Thoughts/emotions/feelings all collectively outline an absolutely specific mathematical equation that translates into daily habits and patterns of living. For example I have been resisting the idea of waking up early in the morning to start the day, and that is a direct consequence of accepting and allowing myself to continue participating in various thoughts/emotions/feelings that create a logical structure to justify myself and see myself as just/a good person.
Whether right or wrong, good or bad, I have always wanted to ultimately be a good person. So within the polarity construct of believing myself to be constantly and consistently wrong WITHOUT ever realising it for countless moments, I feel a sincere duty to do what I think is right; because this is the way that I show my trust with myself and my own words and methods of thinking, and have everything to show for it.
I have been doing this up until this point. All the evidence of my participation in thoughts/emotions/feelings are already here, and either strengthen or weaken with each repetition/participation. And the evidence, within common sense, shows an absolutely dysfunctional human being that requires secrets to hide from himself and others, out of fear of death. This is what I chose to be/become, yet at any moment I can stop and change; but like how I required years of diligence to become who I am now, I will require a similar amount of years of diligence to change.
And going back to the initial point suggested – that thoughts/emotions/feelings represent a kind of mathematics – it is because with every moment of participation in a thought, the same is outputted. Every time I wake up to my alarm, only to lay back on my bed and close my eyes for five minutes, it ends up being an hour, if not several hours. Every time I present myself an idea of working for entire days, hours upon hours of work, I have a thought and it immediately and perfectly creates a feeling of resistance; and a balancing point of desire, such as the desire to relax, have fun, entertain myself as a way out of the ‘mess’/’negative place’ I had defined work to be.
So if thoughts/emotions/feelings have only proven that they do not bring about what is best for all – proven by the real time permanent consequences I accumulate daily with my current habits and patterns – and they represent a mathematical equation = doing what is best for all, from one perspective, means constantly violating this mathematical equation. Because I have become the mathematical equation of my habits/patterns as thoughts/emotions/feelings, doing what is best for all will always be ‘wrong’: because in walking this process in real time I am still living as a product of my thoughts.
Doing what is best for all, from a perspective of walking it in real time, will always feel awkward and foreign because all I have ever given thought to are my own thoughts/emotions/feelings, and those have only ever considered my own benefit within separation; within attaining personal belongings and traits like gathering expensive fish in a pond to prove my own worth.

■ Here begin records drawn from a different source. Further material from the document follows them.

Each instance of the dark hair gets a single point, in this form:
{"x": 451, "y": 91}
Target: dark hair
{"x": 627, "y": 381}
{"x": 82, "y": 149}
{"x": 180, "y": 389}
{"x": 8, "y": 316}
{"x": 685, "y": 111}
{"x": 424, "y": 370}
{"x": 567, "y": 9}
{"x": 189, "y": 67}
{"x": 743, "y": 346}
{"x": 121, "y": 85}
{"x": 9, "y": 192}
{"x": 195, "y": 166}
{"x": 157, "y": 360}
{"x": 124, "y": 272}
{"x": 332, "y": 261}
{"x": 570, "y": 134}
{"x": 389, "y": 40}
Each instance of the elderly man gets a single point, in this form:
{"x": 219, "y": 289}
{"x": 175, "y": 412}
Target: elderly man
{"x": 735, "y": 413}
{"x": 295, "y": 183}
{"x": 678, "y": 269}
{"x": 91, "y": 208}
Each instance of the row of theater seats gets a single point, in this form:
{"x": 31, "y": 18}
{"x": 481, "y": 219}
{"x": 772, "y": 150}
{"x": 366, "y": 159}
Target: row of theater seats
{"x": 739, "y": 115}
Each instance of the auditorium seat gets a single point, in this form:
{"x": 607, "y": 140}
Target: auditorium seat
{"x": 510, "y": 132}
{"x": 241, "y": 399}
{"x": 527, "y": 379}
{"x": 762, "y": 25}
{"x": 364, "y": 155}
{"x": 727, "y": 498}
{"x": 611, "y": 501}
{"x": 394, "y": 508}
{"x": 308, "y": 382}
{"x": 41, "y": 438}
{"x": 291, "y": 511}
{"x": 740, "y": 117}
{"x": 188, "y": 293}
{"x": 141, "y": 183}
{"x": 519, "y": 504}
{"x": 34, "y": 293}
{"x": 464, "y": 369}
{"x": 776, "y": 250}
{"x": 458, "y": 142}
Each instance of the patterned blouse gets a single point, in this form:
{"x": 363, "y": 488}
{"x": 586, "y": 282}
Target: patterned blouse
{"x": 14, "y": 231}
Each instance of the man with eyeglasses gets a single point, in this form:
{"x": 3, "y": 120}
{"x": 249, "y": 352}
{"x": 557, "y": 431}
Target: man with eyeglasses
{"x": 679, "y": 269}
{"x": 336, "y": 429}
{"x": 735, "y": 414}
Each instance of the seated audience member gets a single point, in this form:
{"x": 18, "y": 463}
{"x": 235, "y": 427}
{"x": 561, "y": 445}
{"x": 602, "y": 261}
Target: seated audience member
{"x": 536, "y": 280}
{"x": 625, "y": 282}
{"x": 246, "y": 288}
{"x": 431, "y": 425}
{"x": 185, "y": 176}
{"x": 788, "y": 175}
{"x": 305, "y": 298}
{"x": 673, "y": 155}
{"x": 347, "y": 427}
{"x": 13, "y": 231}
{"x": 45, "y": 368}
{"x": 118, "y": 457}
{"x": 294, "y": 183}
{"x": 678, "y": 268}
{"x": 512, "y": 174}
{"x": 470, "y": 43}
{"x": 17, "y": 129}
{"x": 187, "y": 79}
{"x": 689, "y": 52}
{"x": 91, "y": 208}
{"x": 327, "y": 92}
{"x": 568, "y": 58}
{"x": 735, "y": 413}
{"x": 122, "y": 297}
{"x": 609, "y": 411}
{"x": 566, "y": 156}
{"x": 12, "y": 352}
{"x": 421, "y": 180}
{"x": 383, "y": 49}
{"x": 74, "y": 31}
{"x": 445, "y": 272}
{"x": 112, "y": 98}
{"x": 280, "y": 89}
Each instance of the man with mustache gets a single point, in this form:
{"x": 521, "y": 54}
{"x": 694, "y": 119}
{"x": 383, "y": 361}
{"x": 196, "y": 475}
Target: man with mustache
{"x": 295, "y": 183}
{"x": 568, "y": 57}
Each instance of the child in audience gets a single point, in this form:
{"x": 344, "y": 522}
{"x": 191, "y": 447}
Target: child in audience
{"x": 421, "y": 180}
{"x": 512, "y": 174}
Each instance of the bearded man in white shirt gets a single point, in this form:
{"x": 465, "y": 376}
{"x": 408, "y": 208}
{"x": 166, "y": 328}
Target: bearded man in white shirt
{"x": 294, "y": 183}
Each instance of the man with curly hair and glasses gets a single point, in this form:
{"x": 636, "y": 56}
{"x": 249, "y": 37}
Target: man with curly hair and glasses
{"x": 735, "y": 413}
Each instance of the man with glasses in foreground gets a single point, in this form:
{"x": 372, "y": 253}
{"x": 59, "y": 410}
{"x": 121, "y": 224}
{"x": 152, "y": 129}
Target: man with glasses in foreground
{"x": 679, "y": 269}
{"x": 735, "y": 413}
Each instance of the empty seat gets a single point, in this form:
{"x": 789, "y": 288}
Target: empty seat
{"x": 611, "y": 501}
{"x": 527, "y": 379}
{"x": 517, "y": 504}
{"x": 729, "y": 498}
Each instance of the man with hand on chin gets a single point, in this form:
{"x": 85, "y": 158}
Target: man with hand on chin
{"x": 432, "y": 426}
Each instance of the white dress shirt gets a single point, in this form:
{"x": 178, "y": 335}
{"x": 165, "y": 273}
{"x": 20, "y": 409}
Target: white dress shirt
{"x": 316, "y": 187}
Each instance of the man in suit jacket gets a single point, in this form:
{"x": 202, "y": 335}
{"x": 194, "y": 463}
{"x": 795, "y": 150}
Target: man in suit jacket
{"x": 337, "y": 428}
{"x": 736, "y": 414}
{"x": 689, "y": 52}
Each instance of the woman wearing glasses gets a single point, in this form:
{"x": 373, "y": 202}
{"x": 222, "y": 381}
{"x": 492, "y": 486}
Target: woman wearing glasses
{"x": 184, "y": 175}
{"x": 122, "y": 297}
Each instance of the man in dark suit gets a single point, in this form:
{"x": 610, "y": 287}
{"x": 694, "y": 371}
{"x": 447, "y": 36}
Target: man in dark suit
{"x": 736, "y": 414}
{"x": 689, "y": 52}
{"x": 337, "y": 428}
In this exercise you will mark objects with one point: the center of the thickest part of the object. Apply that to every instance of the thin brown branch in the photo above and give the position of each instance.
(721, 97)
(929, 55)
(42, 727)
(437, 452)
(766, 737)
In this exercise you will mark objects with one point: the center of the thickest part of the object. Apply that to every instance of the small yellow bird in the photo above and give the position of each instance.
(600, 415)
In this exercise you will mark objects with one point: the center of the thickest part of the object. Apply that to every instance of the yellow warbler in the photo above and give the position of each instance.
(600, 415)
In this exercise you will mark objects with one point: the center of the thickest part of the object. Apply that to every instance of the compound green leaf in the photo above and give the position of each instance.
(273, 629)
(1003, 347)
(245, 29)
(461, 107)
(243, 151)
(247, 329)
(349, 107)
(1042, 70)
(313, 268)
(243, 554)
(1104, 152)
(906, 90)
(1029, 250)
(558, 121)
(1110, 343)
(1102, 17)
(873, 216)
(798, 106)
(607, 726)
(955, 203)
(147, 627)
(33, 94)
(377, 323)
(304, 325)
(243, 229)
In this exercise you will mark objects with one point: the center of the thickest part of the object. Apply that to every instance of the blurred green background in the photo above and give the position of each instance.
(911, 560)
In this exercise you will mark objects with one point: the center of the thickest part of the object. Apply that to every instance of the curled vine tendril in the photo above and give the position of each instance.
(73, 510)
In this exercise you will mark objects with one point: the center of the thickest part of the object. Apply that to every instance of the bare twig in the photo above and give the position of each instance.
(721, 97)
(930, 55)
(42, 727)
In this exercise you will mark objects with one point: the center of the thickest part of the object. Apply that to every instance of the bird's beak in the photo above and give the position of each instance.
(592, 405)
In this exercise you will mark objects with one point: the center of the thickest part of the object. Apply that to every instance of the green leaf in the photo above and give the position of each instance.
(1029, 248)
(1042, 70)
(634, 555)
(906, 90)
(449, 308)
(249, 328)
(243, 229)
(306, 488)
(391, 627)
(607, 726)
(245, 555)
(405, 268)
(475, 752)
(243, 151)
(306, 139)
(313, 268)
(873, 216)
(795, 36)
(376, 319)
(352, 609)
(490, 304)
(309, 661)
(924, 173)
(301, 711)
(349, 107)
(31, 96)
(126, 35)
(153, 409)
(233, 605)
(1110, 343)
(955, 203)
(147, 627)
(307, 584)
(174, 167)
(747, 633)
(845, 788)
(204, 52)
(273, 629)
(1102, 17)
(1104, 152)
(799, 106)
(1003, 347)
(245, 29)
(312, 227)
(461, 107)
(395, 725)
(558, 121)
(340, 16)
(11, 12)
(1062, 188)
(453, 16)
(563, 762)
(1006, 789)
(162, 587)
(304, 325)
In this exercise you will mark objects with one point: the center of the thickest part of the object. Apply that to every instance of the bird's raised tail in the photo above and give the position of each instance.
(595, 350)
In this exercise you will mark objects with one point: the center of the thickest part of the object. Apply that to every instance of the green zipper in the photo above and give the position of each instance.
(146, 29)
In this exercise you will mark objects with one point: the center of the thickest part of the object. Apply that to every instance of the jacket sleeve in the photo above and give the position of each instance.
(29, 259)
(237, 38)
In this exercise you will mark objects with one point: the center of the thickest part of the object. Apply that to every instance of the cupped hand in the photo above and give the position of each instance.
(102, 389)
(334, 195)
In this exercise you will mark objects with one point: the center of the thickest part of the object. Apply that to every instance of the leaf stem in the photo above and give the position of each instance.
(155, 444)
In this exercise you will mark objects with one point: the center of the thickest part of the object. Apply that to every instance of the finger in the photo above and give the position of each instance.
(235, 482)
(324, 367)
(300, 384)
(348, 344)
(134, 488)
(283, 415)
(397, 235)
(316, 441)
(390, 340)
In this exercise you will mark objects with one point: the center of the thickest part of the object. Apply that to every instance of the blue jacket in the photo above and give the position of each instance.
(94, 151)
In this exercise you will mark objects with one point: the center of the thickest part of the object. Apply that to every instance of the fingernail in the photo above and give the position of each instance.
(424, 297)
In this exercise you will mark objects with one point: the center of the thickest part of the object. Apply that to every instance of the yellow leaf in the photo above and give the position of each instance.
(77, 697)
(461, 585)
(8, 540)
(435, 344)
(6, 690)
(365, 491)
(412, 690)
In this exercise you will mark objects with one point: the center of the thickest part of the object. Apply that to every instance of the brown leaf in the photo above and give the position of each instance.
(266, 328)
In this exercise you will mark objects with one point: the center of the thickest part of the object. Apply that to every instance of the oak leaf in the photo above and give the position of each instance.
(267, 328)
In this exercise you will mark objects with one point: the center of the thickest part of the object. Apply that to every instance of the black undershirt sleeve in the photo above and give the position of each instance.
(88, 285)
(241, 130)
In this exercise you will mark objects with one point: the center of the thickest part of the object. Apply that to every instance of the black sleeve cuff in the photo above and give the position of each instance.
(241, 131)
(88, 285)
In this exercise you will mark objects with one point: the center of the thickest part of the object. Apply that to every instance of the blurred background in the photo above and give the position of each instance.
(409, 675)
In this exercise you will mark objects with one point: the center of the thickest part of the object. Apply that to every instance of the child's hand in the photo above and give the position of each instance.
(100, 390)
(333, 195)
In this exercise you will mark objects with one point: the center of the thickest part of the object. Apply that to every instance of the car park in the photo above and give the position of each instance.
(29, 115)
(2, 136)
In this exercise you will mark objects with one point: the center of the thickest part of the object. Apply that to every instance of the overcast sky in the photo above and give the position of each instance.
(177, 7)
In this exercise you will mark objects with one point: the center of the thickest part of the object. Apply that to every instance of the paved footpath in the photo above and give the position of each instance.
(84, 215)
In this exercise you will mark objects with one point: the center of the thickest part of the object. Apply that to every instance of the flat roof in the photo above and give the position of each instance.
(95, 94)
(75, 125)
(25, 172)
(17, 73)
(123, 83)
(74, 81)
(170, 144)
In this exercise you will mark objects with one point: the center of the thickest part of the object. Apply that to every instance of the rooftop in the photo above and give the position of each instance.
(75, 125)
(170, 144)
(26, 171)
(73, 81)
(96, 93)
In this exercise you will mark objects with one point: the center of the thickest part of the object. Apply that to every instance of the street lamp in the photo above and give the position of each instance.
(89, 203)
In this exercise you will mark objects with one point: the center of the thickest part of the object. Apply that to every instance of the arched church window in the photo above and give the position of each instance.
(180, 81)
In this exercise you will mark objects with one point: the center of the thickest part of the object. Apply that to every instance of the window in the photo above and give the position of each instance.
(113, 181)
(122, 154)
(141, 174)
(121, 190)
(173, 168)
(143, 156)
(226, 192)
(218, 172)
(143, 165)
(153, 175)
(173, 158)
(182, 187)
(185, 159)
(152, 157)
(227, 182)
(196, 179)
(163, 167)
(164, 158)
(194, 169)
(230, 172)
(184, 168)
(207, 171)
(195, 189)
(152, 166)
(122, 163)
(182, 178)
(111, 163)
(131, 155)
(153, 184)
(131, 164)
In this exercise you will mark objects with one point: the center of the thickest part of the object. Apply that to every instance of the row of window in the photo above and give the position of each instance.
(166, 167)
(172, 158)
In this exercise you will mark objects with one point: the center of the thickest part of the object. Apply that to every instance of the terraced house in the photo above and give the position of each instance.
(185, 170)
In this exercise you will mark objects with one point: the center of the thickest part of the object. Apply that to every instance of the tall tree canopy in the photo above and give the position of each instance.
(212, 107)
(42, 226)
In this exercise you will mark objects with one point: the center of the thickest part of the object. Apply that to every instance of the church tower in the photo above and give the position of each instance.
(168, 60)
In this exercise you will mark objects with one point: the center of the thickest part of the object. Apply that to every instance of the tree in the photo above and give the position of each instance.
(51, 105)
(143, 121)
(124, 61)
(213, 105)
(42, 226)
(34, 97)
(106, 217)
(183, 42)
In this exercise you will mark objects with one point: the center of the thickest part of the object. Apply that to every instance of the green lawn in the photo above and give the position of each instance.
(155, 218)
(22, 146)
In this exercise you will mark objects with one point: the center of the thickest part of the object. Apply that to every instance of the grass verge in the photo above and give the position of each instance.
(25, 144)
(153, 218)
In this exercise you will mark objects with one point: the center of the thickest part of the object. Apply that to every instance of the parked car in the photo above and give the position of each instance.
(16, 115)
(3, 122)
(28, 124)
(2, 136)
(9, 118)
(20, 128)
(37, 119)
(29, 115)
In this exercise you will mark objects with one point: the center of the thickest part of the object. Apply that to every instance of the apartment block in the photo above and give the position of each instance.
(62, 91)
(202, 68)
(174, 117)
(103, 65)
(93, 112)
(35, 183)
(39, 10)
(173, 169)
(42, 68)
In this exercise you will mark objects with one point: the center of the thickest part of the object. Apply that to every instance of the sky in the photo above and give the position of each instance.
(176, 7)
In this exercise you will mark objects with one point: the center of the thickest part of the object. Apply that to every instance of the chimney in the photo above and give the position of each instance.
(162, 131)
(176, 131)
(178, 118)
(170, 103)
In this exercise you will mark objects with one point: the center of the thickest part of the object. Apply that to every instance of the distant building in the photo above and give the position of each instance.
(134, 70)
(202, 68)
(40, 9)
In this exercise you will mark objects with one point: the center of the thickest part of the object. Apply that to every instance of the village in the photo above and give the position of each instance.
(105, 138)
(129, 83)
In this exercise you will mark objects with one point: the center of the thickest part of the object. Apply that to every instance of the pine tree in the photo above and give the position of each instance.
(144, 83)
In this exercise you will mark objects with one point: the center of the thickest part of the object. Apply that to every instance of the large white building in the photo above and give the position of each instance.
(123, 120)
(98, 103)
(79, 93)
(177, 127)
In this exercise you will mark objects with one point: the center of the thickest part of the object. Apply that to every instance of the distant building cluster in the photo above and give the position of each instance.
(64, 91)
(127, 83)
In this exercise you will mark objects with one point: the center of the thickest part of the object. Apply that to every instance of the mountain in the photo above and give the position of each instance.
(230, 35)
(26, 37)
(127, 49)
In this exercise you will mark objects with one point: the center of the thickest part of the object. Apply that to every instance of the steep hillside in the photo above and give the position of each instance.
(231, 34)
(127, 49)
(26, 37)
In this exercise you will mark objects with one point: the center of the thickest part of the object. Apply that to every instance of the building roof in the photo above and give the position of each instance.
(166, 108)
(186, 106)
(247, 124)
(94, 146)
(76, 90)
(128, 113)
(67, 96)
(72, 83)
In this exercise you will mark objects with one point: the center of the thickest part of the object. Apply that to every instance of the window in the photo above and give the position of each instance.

Instead of realising that my worth is one and equal to what I participate within/as. And the universal point that is most worthy and valuable is what is best for ALL, which includes more things than I have ever imagined simply because I have only obsessed about what would bring me alone some kind of benefit, while deliberately ignoring and suppressing that which I believe will compromise me.
Between the words that I write and distinguish reality from illusion, and the thoughts I participate in = my writing is more trustworthy then I do what I write, and make sure that what I write is common sense for all – then do it, accepting that whatever I do that is best for all will initially feel awkward and wrong according to my thoughts and backchat. But I have written about it and from a point of stability, I have assessed that this change is what is best for all, so in self trust – trusting the self I am establishing in every day of writing – I do what I have written for myself, in the self forgiveness and self corrective statements because I give myself a specific and precise map of change when I apply self forgiveness and self correction in writing, that is measurable and able to be cross referenced by all, unlike the never ending chatter of thoughts I have daily.